SACRAMENTO – California Democrats are attempting to fight efforts by Republicans to restrict voting by introducing a big update to the California Voting Rights Act Wednesday meant to expand voter access.
The bills by state Sen. Sabrina Cervantes, D-Riverside, would make it easier for people to sue over voter suppression and mimic the federal Voting Rights Act’s preclearance system, effectively abolished by the Supreme Court in 2013, for communities with a history of voting discrimination. The bills would also expand requirements for counties to provide ballots and voting information in foreign languages.
“Our democracy has been under attack with the Supreme Court and President Trump and his administration, along with his allies in Congress, who actively are working on suppressing and diluting our votes,” Cervantes said. “We want to give voters a direct means of fighting back.”
Cervantes cited actions by President Donald Trump, who has been pushing legislation to enact steep barriers to voting across the country, as an impetus for the bills. She also pointed to an investigation by Riverside County Sheriff Chad Bianco, a Republican candidate for governor, who seized more than 650,000 ballots from last November’s election as part of a probe into alleged voter fraud.
Bianco’s investigation has been harshly criticized by Democrats as unfounded and politically motivated to raise Bianco’s profile as he runs for governor. Cervantes called it “a clear effort to undermine election integrity.”
Bianco has disputed those characterizations.
“The only reason Democrats believe that politics is involved is because that is their entire life,” he told the Chronicle on Tuesday. “This is about investigations into elections fraud and elections irregularities.”
Cervantes’ bill would replicate the preclearance system that existed under the Voting Rights Act of 1965, before the Supreme Court invalidated the system. It would require California communities with a history of voter discrimination to seek approval before implementing new voting laws. The criteria for discrimination would include making it harder for minority groups to vote and diluting the voting power of minority groups.
Cervantes’ bills would be the first major update to the California Voting Rights Act since it passed in 2002. The original law aimed to increase minority representation by pressuring local governments to switch from at-large elections to district elections, meaning voters cast ballots for representatives for a small area where they live rather than for candidates to represent an entire city or school district.
A 2023 investigation by the Chronicle found that the current version of the California Voting Rights Act has achieved mixed results. In some cases, pressuring school districts and local governments to adopt district-based elections has increased the number of people of color on those boards or councils. But the law also ushered in a flood of lawsuits that have forced local governments to fork over millions of taxpayer dollars to pay attorneys and redo their election systems. In some cases, the changes did little to increase minority representation, the investigation found, and sometimes made it easier for people opposed to building new housing to be elected.

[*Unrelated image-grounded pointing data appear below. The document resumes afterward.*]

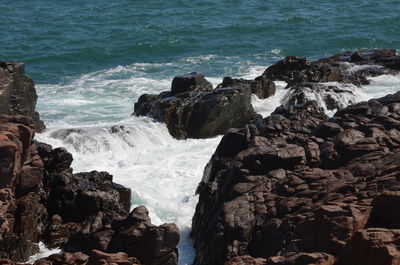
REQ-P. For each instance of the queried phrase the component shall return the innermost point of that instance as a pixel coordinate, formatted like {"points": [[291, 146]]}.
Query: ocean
{"points": [[91, 60]]}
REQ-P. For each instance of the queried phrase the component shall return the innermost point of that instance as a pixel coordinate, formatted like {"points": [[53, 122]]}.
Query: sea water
{"points": [[91, 60]]}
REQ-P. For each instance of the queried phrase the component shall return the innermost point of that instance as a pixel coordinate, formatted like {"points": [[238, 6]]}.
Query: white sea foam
{"points": [[162, 172]]}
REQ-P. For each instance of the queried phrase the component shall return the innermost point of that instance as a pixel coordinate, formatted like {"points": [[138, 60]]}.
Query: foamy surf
{"points": [[90, 116]]}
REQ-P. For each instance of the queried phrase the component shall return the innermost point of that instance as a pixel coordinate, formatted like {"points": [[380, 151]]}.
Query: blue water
{"points": [[91, 60], [58, 39]]}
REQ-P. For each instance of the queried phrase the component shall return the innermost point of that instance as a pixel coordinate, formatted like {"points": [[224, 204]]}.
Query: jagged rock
{"points": [[337, 68], [330, 97], [134, 235], [246, 260], [98, 257], [197, 112], [298, 182], [302, 259], [295, 70], [95, 258], [260, 86], [374, 246], [17, 93], [64, 258], [189, 82], [41, 199], [21, 190]]}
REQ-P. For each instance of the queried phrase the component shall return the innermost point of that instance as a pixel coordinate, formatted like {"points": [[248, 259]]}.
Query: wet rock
{"points": [[372, 246], [134, 235], [17, 93], [246, 260], [260, 86], [302, 259], [330, 97], [295, 70], [346, 67], [298, 183], [196, 112], [189, 82], [42, 200]]}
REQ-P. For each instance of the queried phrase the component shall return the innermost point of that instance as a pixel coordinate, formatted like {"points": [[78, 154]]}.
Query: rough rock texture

Cervantes is introducing her proposed updates to the law as Congress is weighing a major elections overhaul bill called the SAVE America Act that Trump has championed. The sweeping proposal would restrict automatic registration and mail voting – cornerstones of California’s election system. The measure would also force voters to present documents like a birth certificate or passport when registering to vote, which many American citizens do not possess.
Though the president has vowed to enact the measure, it has run into significant opposition and roadblocks, dimming its prospects.
At the state level, a Republican Assembly member is attempting to qualify a measure that would impose voter identification requirements in California elections. California voters already must provide identification documents when registering to vote, but not when they cast their ballot. The proposal would require voters to provide identification when they vote, including part of their Social Security number or another form of ID when voting by mail. Proponents are in the process of qualifying the measure for the ballot.
Both efforts have drawn harsh criticism from Democrats, who say they would make it harder for many American citizens to vote.
Cervantes said that if either the SAVE Act or the California voter ID law pass, she would consider making amendments or introducing new legislation in response.
To become law, the bills Cervantes introduced Wednesday must pass both houses of the Legislature and be signed by Gov. Gavin Newsom.